Instead of trying to find a cure he invests in ‘Comatoriums’ to which Dr. Cooper disagrees and this is after he discovers the problem and made all of the money off of the drug. I think what this movie is trying to say in its own way (despite it being plainly stated) is that happiness doesn’t come cheaply or in a pill. Undeserved happiness is a sure way to failure and trying to live in our own pasts to make our present happy will only lead to unhappiness for the families involved. You do need the sad, bitter, and lonely days to contrast with the happy. How can you ever appreciate what’s in your life if you have no means to measure it?

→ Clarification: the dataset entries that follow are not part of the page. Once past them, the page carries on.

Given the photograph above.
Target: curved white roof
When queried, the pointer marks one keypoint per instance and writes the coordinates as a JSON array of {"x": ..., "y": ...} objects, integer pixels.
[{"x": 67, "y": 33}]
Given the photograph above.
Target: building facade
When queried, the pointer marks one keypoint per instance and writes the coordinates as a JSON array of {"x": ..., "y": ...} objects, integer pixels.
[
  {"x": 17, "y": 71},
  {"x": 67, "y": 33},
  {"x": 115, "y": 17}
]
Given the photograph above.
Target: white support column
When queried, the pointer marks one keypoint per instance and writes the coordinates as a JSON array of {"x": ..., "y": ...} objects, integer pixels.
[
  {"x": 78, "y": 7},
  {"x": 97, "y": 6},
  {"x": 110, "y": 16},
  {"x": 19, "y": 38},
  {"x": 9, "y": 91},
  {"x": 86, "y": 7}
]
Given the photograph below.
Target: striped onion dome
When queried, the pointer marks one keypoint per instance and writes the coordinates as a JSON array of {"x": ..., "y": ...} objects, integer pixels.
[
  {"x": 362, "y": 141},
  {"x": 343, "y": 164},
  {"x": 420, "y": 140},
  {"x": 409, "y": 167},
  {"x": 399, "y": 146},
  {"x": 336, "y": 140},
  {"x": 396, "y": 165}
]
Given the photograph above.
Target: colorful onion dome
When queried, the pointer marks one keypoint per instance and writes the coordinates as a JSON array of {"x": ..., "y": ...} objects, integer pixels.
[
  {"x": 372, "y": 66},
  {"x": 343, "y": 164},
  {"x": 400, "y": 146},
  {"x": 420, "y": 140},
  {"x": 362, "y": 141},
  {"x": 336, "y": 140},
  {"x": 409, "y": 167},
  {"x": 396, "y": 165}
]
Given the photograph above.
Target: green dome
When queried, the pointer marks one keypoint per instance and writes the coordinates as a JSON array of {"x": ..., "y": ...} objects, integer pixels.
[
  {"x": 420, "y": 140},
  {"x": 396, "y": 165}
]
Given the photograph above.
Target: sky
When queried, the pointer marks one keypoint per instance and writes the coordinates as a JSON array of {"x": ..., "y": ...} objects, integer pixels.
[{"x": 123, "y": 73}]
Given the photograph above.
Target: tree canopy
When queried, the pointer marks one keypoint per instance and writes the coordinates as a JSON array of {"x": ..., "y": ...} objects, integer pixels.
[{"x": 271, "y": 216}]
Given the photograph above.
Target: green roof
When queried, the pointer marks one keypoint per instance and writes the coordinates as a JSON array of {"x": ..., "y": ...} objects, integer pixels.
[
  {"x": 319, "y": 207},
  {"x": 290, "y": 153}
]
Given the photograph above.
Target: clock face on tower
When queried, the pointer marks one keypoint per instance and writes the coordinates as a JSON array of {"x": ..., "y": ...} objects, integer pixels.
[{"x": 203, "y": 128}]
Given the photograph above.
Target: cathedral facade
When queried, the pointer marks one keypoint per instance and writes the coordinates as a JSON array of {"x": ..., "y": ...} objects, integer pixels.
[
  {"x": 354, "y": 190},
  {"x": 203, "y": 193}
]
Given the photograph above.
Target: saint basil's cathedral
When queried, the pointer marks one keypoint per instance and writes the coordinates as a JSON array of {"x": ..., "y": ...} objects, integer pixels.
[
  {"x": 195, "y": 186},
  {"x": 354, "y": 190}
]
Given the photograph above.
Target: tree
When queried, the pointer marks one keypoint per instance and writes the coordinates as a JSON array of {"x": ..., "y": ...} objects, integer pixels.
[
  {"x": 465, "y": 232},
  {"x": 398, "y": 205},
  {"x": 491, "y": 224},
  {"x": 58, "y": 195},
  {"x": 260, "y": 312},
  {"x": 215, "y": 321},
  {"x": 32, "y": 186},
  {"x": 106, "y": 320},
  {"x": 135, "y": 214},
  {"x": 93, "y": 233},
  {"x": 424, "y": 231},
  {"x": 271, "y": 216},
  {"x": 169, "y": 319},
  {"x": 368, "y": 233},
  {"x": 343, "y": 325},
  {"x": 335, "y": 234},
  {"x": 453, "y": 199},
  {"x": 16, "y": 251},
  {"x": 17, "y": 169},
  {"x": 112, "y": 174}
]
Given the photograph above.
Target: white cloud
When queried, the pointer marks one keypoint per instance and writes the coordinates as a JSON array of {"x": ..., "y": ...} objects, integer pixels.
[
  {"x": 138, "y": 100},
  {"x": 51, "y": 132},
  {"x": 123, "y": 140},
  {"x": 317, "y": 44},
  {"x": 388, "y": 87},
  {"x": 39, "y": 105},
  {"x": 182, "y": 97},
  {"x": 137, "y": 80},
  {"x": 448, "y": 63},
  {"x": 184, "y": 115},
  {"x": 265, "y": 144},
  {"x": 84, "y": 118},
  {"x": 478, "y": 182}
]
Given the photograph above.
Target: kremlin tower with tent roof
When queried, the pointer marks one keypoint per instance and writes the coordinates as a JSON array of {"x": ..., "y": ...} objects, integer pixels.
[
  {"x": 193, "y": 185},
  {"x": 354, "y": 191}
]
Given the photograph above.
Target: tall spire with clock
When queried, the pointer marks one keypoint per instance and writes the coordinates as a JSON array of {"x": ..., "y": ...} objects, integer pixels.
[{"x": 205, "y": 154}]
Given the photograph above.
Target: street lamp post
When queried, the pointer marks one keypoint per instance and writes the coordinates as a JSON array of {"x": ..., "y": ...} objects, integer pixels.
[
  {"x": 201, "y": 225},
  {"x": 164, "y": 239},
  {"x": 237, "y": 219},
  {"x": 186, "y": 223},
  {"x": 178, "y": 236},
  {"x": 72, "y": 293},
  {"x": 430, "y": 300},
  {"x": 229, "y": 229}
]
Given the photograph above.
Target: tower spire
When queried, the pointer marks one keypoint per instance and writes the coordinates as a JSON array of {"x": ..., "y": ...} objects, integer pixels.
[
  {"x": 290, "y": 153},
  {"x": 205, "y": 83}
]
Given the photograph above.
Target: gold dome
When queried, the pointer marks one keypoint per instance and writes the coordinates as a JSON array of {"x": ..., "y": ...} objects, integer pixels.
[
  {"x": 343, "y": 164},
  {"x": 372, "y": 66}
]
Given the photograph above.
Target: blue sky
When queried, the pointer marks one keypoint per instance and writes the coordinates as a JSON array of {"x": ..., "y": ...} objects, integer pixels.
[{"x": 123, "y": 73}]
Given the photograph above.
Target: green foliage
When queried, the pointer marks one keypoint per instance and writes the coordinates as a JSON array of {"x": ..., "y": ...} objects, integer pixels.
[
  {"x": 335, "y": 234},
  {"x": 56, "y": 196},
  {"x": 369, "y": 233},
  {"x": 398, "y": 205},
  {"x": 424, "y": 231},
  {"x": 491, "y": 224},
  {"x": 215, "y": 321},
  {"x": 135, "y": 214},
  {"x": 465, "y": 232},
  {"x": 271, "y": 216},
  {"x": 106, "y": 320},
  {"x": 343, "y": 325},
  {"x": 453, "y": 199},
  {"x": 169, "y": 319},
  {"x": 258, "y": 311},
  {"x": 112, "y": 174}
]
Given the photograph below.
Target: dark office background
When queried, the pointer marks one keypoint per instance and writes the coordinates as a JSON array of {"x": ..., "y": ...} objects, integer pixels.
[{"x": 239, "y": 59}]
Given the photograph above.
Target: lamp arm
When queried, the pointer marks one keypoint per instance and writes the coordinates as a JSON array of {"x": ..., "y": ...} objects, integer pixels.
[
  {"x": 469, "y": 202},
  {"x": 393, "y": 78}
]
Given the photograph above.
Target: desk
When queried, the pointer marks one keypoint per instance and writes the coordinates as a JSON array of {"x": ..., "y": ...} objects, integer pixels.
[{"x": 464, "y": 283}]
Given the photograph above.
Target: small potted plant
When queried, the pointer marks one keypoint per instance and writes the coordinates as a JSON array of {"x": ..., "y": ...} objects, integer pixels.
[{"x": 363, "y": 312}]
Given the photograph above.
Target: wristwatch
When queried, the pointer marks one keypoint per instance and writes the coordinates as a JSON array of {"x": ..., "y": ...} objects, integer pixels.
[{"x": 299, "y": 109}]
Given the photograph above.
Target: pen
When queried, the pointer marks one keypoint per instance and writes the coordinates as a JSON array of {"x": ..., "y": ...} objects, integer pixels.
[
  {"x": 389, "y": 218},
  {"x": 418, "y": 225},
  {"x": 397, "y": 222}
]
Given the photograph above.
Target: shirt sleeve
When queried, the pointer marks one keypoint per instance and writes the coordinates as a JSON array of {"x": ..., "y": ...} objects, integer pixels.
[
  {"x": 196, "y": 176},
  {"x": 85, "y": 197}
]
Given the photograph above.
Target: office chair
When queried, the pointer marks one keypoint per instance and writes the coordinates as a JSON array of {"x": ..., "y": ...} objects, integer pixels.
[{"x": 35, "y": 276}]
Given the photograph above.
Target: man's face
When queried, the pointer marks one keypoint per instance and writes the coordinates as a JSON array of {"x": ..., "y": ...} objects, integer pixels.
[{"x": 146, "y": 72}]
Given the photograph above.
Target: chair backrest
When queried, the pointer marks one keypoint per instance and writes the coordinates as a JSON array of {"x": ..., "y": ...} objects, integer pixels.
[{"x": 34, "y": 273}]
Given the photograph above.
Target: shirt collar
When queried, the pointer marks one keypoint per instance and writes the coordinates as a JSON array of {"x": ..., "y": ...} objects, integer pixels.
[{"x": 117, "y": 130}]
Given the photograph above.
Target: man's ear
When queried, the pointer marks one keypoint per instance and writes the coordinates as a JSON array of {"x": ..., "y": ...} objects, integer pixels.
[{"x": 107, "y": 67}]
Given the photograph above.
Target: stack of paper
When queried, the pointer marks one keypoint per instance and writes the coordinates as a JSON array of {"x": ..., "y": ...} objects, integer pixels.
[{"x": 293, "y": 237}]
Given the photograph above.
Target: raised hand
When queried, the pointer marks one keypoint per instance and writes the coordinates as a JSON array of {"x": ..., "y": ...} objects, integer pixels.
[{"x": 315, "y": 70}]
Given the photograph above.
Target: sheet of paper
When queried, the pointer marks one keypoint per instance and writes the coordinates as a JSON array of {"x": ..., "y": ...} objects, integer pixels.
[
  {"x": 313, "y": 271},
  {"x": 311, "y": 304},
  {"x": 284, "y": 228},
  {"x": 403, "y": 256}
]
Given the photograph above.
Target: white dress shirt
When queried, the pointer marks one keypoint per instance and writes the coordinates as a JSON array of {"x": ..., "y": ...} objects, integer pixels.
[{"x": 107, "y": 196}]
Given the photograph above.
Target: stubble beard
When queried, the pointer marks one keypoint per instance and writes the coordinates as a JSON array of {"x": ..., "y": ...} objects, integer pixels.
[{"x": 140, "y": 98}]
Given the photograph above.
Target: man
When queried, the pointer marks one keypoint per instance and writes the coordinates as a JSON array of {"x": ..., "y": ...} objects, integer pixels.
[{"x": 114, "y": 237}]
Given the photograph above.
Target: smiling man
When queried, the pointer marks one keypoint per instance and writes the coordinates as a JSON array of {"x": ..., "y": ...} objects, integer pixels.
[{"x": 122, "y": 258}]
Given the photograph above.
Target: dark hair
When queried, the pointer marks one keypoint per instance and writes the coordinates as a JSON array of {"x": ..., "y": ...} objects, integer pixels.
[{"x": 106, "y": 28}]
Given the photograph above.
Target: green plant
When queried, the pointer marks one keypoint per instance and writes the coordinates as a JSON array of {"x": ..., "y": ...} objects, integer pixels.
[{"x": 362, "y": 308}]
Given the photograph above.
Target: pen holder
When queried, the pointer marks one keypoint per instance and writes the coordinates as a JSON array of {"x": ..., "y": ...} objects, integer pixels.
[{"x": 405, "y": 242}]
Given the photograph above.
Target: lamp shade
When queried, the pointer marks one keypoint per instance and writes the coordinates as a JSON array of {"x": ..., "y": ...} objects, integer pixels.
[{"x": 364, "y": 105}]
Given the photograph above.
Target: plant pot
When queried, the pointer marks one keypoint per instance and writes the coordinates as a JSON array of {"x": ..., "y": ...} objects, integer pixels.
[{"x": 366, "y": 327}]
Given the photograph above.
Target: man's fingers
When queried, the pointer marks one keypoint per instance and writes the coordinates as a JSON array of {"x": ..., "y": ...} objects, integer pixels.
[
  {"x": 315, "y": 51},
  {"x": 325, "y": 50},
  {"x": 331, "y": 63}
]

Yeah, your days might suck and they might be trying, but that’s the point: life isn’t meant for total and complete happiness all the time. In fact, I dare say that our ideal of what happiness is is totally out of whack with reality. I read a Psychology Today article that really made me think about my happiness and how it’s not entirely what we think it is (link). It’s contentment and not this over-blown sugar coated sickiening thing that most people see it as. None of us could measure up to that feeling. And we (I’m using the royal we because this is seemingly universal) we feel depressed when we fail–when we don’t measure up.

Another angle to this movie is the Corporation vs. The Everyman, yeah, the struggle between Roritor Industries and the small R&D crews is quite on the nose. This big monolithic corporation trying to find the next big thing other than Stummies really tears through its own people in its pursuit of a new drug. Then when up against the wall their scientist does what anyone aware that the noose is tightening would do: he lies. And that lie leads to bigger problems and bigger problems until it starts affecting everyone everywhere.

This is some nasty stuff and the complicated desires between business and good products. Any company that acted this way would rightly be sued into oblivion, but the PR spin seems to work in the end as everyone’s so goddamn happy. Other issues which are touched upon are creativity and depression and how Grivo plays this small club every night when he’s depressed, but when he’s happy he’s winning awards for his song Happiness Pie. Which says something even worse about the music industry because that’s what people seem to enjoy: sugary happy shit. The other is Wally and his closeted homosexuality and how he goes to outrageous lengths to hide the fact that he likes men despite the fact that it’s not exactly a secret and that he should just be himself, but society kind of told him a while back that you don’t get anywhere by being that open. He inevitably takes the drug and becomes extremely openly gay as well as falling into a happy coma.

Yeah…I really enjoy this movie and it says a lot about our culture of wanting to be perpetually happy and how if you’re not then you’re not really accepted as a person or by anyone–which isn’t true. That we should stop trying to be happy and just try to enjoy ourselves while we’re here. Or at least that’s what I got from it. Anyone else care to chime in with a differing view?